Department of Neurosurgery, University of Michigan, Ann Arbor, MI.
Department of Mechanical Engineering, University of Michigan, Ann Arbor, MI.



Ventriculostomy is a common neurosurgical procedure with a relatively steep learning curve. A low-cost, high-fidelity simulator paired with procedure-specific performance measures would provide a safe environment to teach ventriculostomy procedural skills. The same validated simulation model could also allow for assessment of trainees' proficiencies with measures that align with Accreditation Council for Graduate Medical Education milestones. This study extends previous work to evaluate validity evidence from the simulator, its newly developed performance assessment, the Ventricolostomy Procedural Assessment Tool, and the Objective Structured Assessment for Technical Skills.


After Institutional Review Board exemption, performance data were collected from 11 novice and 3 expert neurosurgeons (n = 14). Participants self-reported their ability to perform tasks on the simulator using the Ventricolostomy Procedural Assessment Tool, an 11-item, step-wise instrument with 5-point rating scales ranging from 1 (unable to perform) to 5 (performs easily and smoothly). De-identified operative performances were videotaped and independently rated by 3 neurosurgeons, using the Ventricolostomy Procedural Assessment Tool and Objective Structured Assessment for Technical Skills. We evaluated multiple sources of validity evidence (2014 Standards) to examine psychometric quality of the measures and to test our assumption that the tools could discriminate between novice and expert performances adequately. We used a multifacet Rasch model and traditional indices, such as Cronbach alpha, intraclass correlation, and Wilcoxon signed-rank test estimates.


Validity evidence relevant to test content and response processes was supported adequately.

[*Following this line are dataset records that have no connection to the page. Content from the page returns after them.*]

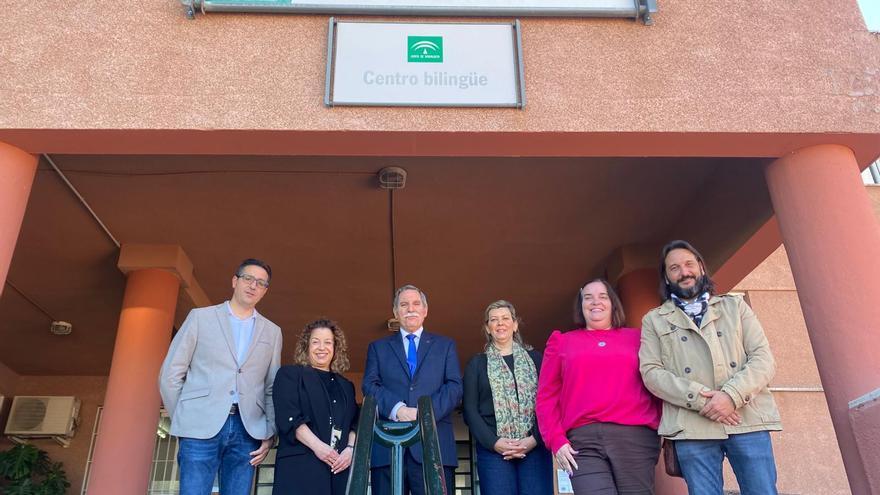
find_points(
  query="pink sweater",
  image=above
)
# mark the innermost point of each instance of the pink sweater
(592, 376)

Evidence of internal structure was supported by high interitem consistency (n = 0.95) and inter-rater agreement for most Ventricolostomy Procedural Assessment Tool items (Intraclass correlation coefficient = [0.00, 0.91]) and all Objective Structured Assessment for Technical Skills items (Intraclass correlation coefficient = [0.80, 0.93]). Overall, novices performed at a lower level than experts on both scales (P < .05), supporting evidence relevant to relationships to other variables. Deeper analysis of novice/expert ratings indicated novices attained lower performances ratings for all Ventricolostomy Procedural Assessment Tool and Objective Structured Assessment for Technical Skills items, but statistical significance was only achieved for the Objective Structured Assessment for Technical Skills items (P < .01). Rater bias estimates were favorable, supporting evidence relevant to consequences of testing.


Despite a small sample, favorable evidence using current Standards supports the use of the novel simulator and both tools combined for skills training and performance assessment, but challenges (potential threats to validity) should be considered prior to implementation.